Clearing the pin code chaos on public web sites

Historical archive

Published under: Stoltenberg's 2nd Government

Publisher Ministry of Government Administration and Reform

Users of public electronic services may look forward to a better future. The Norwegian government has decided to establish a public infrastructure – a common hub – for electronic ID (eID). This decision means that in the future citizens may use the same eID to log on to several public electronic services; the number of services will increase and the services themselves will become more advanced; there’s an end in sight to the existing pin code chaos.

Users of public electronic services may look forward to a better future. The Norwegian government has decided to establish a public infrastructure – a common hub – for electronic ID (eID). This decision means that in the future citizens may use the same eID to log on to several public electronic services; the number of services will increase and the services themselves will become more advanced; there’s an end in sight  to the existing pin code chaos.

- It should be safe and secure to use web based public services. Today, the users are required to remember a large number of different user names, passwords and pin codes. This is not only complicated and bothersome; it constitutes a security risk as well, says the Minister of administrative reform, Ms Heidi Grande Røys.

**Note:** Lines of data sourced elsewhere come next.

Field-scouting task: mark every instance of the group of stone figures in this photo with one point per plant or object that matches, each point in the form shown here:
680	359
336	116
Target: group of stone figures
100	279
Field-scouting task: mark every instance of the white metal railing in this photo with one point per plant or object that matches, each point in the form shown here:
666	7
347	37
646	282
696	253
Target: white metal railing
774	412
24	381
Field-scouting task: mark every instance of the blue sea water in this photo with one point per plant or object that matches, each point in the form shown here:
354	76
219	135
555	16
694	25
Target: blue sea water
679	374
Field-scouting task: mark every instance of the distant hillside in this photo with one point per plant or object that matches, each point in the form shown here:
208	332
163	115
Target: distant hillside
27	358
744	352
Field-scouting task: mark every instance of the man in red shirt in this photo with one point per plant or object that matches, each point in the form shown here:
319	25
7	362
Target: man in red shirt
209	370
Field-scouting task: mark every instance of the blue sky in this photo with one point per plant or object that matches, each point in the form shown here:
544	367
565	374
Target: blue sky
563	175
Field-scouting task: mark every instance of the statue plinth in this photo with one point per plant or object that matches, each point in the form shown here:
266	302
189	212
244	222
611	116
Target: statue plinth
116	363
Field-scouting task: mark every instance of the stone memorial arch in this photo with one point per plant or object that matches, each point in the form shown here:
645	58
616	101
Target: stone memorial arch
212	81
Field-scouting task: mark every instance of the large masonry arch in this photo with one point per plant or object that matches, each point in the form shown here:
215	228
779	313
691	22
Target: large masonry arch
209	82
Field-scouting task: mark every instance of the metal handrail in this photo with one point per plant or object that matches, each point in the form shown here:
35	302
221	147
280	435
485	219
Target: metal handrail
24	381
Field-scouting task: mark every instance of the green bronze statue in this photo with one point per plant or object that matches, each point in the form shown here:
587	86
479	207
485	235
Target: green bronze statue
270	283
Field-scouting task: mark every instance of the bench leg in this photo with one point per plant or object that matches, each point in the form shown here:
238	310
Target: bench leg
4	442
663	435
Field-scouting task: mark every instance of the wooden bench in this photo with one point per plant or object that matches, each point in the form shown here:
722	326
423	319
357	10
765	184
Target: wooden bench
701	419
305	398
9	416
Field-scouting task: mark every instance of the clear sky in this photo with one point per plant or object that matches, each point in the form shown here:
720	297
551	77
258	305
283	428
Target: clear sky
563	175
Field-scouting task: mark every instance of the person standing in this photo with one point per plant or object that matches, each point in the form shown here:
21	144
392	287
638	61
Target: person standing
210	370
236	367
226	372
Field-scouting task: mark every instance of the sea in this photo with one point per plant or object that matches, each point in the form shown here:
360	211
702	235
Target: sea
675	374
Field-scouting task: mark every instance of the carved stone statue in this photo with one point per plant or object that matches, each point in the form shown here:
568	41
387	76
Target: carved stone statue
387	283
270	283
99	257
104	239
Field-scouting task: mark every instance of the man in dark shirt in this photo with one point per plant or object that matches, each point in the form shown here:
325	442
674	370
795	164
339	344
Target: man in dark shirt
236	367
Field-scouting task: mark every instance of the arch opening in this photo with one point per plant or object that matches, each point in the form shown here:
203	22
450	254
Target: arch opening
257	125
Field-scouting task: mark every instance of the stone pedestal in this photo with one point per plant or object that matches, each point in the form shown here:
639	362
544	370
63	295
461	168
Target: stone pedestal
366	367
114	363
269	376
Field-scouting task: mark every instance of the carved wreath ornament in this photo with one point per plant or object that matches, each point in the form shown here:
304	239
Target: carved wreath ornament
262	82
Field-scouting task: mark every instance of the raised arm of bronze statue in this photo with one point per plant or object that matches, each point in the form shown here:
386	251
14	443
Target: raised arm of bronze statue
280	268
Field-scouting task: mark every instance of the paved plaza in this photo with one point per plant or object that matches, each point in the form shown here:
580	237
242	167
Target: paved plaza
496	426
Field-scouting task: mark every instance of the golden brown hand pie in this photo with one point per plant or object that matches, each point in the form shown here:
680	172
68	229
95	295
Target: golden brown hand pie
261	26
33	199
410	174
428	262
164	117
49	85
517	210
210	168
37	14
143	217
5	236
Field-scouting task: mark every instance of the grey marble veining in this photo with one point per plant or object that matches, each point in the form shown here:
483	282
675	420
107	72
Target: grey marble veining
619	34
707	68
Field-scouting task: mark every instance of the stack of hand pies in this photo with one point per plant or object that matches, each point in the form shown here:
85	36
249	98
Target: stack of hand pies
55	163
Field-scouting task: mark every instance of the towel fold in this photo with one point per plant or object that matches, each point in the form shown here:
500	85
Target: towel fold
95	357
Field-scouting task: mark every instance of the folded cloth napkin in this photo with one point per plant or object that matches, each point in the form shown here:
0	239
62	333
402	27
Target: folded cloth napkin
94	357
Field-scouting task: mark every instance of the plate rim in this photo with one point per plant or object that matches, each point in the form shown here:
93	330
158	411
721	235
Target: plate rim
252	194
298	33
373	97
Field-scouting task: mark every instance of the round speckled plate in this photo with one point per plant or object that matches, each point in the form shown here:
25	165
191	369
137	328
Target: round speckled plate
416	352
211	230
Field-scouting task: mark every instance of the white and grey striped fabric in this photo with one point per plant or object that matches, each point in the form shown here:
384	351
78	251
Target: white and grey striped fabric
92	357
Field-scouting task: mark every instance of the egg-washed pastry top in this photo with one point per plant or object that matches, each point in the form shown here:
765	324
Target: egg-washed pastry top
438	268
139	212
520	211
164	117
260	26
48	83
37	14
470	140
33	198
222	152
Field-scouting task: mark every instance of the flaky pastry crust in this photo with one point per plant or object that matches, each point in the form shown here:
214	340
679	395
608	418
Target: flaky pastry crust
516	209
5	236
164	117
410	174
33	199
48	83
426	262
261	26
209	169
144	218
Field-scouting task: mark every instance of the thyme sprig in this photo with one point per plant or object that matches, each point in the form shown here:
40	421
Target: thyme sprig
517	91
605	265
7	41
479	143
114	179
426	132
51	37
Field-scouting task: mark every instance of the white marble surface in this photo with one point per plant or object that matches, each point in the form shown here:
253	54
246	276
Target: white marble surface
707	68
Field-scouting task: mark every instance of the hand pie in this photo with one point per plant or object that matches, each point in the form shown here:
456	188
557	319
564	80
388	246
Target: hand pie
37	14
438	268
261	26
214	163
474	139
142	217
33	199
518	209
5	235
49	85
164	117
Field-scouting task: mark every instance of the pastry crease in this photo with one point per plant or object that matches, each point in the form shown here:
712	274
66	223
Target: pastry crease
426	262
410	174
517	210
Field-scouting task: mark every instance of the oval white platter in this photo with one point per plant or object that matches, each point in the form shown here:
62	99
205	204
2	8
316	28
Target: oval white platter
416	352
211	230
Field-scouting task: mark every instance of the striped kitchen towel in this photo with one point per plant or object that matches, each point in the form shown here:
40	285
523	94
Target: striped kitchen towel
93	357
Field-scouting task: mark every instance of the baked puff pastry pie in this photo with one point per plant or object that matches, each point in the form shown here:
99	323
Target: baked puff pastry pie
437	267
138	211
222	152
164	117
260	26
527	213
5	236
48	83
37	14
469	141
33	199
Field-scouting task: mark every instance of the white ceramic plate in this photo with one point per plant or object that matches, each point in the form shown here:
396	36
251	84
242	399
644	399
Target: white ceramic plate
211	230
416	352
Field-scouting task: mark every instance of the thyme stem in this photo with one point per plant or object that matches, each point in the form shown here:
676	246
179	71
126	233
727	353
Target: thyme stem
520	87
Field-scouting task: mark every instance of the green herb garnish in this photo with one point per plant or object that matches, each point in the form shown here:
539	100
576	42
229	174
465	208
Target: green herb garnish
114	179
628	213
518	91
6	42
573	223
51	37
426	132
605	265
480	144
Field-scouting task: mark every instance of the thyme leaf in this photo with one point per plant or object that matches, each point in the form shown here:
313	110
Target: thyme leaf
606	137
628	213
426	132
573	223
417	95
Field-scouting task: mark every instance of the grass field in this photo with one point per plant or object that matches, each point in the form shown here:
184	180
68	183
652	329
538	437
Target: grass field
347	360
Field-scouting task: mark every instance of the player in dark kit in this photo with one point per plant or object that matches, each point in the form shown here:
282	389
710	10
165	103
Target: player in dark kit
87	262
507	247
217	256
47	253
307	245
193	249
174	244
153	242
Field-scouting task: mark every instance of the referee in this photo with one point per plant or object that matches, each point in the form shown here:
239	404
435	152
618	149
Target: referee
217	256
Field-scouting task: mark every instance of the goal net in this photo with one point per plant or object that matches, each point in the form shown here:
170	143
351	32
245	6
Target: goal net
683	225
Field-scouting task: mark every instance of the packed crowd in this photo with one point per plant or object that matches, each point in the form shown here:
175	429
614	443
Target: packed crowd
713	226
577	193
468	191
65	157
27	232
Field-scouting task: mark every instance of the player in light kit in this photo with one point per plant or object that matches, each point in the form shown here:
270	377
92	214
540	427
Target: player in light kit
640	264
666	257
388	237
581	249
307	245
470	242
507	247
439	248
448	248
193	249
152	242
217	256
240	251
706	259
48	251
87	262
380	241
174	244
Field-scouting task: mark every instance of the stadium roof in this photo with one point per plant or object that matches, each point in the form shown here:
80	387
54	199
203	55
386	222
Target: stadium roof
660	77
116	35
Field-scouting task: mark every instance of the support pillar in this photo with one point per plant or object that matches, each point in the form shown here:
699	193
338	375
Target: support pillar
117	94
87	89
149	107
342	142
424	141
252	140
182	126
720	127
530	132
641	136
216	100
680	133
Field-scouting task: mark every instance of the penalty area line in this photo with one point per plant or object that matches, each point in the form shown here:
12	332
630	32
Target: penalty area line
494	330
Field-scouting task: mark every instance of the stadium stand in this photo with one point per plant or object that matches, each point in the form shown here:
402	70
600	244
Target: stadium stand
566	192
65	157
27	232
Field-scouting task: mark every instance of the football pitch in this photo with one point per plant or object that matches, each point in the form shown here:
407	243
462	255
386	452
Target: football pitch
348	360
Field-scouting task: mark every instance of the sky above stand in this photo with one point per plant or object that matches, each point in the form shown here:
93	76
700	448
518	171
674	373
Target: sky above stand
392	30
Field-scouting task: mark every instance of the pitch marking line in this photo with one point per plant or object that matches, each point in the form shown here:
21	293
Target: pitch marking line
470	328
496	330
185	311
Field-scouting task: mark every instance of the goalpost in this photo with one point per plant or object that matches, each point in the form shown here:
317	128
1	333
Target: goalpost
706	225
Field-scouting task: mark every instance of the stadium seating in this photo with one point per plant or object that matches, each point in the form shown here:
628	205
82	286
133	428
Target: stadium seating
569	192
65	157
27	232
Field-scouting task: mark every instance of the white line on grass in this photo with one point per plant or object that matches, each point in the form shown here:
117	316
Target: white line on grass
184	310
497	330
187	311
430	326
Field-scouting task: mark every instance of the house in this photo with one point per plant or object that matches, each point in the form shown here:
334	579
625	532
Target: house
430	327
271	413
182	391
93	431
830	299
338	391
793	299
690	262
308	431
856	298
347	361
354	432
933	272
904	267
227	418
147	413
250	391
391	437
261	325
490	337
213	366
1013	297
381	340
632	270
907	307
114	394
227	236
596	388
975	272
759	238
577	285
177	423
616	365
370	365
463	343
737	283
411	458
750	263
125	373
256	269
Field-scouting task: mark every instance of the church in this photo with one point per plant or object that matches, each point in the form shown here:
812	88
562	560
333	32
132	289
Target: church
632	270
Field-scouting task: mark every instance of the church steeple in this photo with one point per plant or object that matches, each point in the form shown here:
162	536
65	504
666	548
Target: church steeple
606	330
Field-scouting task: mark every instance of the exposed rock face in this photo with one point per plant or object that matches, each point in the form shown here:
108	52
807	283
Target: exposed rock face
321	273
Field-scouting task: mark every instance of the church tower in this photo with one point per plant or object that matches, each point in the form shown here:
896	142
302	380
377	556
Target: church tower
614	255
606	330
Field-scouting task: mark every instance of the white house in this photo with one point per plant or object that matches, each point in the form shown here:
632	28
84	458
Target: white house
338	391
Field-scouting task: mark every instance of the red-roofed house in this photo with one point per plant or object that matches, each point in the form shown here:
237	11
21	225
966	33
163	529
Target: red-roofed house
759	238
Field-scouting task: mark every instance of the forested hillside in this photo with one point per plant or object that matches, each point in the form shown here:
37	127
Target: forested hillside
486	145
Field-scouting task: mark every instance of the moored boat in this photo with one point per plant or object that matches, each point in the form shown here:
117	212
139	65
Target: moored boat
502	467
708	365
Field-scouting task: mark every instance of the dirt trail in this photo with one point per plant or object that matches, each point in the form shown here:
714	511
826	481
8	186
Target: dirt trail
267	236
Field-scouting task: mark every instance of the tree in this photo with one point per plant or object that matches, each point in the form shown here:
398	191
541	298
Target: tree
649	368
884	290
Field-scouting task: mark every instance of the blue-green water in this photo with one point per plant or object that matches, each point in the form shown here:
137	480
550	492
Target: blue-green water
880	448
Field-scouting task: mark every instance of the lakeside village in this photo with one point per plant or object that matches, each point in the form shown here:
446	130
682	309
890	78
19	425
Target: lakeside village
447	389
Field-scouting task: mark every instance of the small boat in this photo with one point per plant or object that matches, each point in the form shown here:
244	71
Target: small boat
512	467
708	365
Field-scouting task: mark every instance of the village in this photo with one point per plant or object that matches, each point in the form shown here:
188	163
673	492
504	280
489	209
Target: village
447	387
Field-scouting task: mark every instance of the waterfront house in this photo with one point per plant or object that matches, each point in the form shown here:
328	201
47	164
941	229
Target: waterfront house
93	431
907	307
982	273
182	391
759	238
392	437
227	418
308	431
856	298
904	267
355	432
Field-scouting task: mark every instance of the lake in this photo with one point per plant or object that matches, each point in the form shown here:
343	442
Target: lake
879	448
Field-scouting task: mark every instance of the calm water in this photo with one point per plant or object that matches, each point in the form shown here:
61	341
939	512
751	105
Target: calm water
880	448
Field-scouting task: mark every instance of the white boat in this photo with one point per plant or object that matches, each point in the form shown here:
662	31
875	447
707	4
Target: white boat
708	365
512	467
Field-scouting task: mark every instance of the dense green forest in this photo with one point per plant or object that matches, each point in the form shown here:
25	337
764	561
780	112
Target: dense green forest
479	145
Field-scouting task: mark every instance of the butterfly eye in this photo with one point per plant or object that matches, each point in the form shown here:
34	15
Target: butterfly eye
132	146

The Ministry of Government Administration and Reform intends to establish a public infrastructure to handle and verify different eIDs currently in use. This includes common eID issued by public authorities and eID issued by commercial sources. The Agency for Public Management and eGovernment (DIFI) has been given the task of establishing this hub.

- This is a reform that is going to have very noticeable effects. It will be  easier for public agencies to develop new electronic services that are technology neutral, advanced and future-oriented. It will be easier for the individual citizen to use public electronic services. It will also provide transparency and guidance  for the ICT industry in their efforts to develop services for public service providers, Ms Grande Røys says.

The new strategic guidelines for the continuing efforts with eID in the public sector are as follows:

- The State is going to offer all interested citizens a common public electronic ID with a medium high security level,  to be used for access to public web services.  The first version of such a common eID is currently available at the web portals MinSide and Altinn. The work to improve this solution starts now.

- A new common public infrastructure, a common  eID-interoperability hub, is going to handle and verify the common public eID as well as  government-approved eID solutions currently being used in the market place. The hub will also be offering single sign-on to public services. The Agency for Public Management and eGovernment (DIFI) has the task of establishing this hub.

-  Government guidelines for risk assessment and  designation of security level for  public agencies’ use of eID and electronic signature, are now published and distributed to all public agencies. This common framework is expected to contribute to a coordination of requirements  for  authentication solutions  and thus prevent each individual agency from developing their own,  agency specific eID for electronic communication with their users.

- The Ministry of Justice is going to present a law proposal about a national ID card in Norway before the end of this year. The national ID card will offer the citizens a  government- issued eID on a high security level.